“Excuse me?” she snaps, taken aback.
“Isn’t it suspicious that you worked as a waitress up until you met him? You got pregnant with Tom and he died a year later, making you a very rich woman. Not to mention how healthy he was and you ordering them not to complete an autopsy.”
“What are you getting at?” she grits, lowering her voice.
“I’m telling you to leave Andi alone if you enjoy your life as it is. If she sheds another tear, I will make sure my stepfather goes for the full penalty of the law.”
“You wouldn’t.”
“I would.” I take a step back from her, needing some space from her perfume. “Oh, and her name’s Andi.”
Sarah eyes me, setting her champagne glass down, the pink lipstick mark on the brim catching my eye.
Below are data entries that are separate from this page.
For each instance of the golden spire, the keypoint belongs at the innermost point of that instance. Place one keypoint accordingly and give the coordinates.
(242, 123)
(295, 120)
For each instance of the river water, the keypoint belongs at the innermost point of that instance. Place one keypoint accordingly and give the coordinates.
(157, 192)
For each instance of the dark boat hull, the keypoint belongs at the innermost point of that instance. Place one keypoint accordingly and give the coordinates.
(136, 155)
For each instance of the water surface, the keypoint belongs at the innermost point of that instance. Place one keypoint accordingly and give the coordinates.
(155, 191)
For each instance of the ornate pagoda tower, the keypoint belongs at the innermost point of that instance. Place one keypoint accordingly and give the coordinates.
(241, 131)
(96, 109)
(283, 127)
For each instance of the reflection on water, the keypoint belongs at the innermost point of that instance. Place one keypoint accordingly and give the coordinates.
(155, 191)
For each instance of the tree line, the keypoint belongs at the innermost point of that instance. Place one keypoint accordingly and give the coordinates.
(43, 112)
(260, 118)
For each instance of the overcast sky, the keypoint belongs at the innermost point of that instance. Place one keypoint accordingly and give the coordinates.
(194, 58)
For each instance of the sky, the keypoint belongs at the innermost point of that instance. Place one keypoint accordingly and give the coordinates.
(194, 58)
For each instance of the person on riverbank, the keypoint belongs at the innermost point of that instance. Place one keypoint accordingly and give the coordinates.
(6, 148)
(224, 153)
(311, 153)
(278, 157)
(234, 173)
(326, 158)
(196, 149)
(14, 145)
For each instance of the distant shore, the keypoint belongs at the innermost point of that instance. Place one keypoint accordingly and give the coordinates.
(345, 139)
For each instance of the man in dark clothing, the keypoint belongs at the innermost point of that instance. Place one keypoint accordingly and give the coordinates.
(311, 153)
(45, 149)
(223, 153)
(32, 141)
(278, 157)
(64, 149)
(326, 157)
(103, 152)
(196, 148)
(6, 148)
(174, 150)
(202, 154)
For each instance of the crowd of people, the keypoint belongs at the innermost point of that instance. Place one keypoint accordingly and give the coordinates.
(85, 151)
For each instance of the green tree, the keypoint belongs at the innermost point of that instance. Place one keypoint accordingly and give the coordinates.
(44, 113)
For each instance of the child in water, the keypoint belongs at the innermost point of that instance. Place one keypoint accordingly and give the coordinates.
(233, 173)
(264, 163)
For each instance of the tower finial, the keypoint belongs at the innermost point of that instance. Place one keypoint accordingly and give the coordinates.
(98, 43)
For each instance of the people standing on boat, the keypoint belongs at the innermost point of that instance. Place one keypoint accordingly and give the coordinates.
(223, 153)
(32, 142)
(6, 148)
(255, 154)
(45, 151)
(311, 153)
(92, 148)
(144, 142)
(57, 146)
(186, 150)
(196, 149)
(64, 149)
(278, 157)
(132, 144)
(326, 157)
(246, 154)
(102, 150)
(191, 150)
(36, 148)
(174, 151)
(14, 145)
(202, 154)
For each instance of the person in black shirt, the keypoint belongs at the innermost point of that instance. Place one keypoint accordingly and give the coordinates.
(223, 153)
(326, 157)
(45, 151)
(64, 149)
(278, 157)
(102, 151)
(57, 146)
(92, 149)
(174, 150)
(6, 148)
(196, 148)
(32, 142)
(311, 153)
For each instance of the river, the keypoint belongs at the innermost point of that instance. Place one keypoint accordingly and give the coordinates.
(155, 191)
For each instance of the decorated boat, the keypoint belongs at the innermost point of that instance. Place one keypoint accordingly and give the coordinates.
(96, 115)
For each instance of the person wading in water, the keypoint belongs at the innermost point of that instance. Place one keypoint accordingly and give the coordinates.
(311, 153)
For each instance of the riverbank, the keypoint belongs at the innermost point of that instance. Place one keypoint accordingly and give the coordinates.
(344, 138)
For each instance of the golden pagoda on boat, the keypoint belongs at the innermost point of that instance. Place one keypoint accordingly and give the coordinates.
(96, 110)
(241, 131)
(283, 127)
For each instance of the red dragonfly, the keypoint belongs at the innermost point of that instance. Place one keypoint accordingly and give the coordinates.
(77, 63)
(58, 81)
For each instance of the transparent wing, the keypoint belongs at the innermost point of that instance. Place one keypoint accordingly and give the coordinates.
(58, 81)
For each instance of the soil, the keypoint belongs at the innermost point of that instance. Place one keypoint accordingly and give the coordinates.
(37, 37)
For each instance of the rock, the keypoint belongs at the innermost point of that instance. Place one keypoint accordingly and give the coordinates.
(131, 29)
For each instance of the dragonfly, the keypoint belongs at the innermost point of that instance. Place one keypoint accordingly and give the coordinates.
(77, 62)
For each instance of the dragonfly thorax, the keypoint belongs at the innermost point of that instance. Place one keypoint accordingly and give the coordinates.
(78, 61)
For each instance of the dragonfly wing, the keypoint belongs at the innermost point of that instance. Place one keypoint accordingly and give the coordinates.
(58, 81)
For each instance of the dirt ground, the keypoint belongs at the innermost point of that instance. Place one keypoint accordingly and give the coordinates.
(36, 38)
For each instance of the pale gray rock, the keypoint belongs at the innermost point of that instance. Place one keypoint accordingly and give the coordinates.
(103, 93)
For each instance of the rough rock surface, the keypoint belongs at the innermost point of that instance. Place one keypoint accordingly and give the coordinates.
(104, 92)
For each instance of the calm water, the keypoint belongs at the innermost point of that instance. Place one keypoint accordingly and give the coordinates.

“What does you mother think, you shacking up with Andi’s brother?” She scoffs. “You didn’t think anyone would notice the tension between you two?”
“What my mother thinks is irrelevant. Marcus owes me a favor. Wouldn’t it piss you off if I got you locked up for free?”
“Bailey?”
I look over Sarah’s shoulder to see Andi standing in the doorway that leads back to the dressing rooms. She’s still in her dress, but most of her makeup is gone. Cried off.
“I think it’s time for you to leave, Sarah.”
Sarah looks back at Andi and Kendra, then at me. Silently, she grabs her overly expensive Louis Vuitton bag, purses her lips, and struts toward the door.
“Bitch,” she murmurs as she passes.
“Cunt.”
“I can’t believe you said that to her!” Andi exclaims with a laugh. After Kendra calmed her down, she came back from the dressing room to find a missing Sarah. I explained what happened and I don’t know that I’ve seen Andi that happy in a long time.
The rest of the appointment had gone well. Andi’s dress fit perfectly, despite what Mommy Dearest had to say, and we were even able to bring it home. It’s currently hung in the hallway closet of my rented house, next to mine, to avoid Tom seeing it at home.
Kendra went to do whatever Kendras do in their spare time and Andi and I came back to the house to make the centerpieces for her tables. Faux white flowers, wrapped with twine and centered in mason jars with small twinkling lights. Thirty of them.
“I just can’t stand that she said that to you. Who does she think she is?” I huff, tying a piece of twine too tightand having to start over. “I don’t understand how anyone that cruel can raise a man as nice as Tom.”
“Kind of like how people so nice raised a girl as horrible as Priscilla.”
That piques my curiosity. “Why do you say that?”
“Well,” Andi shrugs. “For starters, Priscilla is manipulative. She can play Charlie like a fiddle and he lets her because she’s familiar to him.”
“You mentioned he did time in jail because of her?”
I know I’m being nosy, but I’ve been dying to know just what kind of girl could land Charlie Coulter in jail. He’s made it perfectly clear: he has sex — not relationships. The man is a walking one-night stand.
Andi narrows her eyes at the flowers of mine she’s rearranging. I told you I’m not good at décor.
“She cheated with some rich kid. Charlie caught them, obviously, because it was in his bed. He beat his ass and spent a weekend in jail. He never told me who it was.”
In his bed. Been there, suffered through that. My mouth fills with saliva, a familiar nausea boiling in my stomach.
I clear my throat. “And did anything else come of it?”
Andi shakes her head. “The guy dropped the charges because Dad threatened to sue everyone for trespassing. We were at Mom’s funeral when it happened.” She tosses the flowers back in her lap. “What goes through your head to make you do something like that to someone you supposedly love?”
While we were at his mom’s funeral. The funeral he already blames himself for. My eyes burn, my heart achingfor Charlie.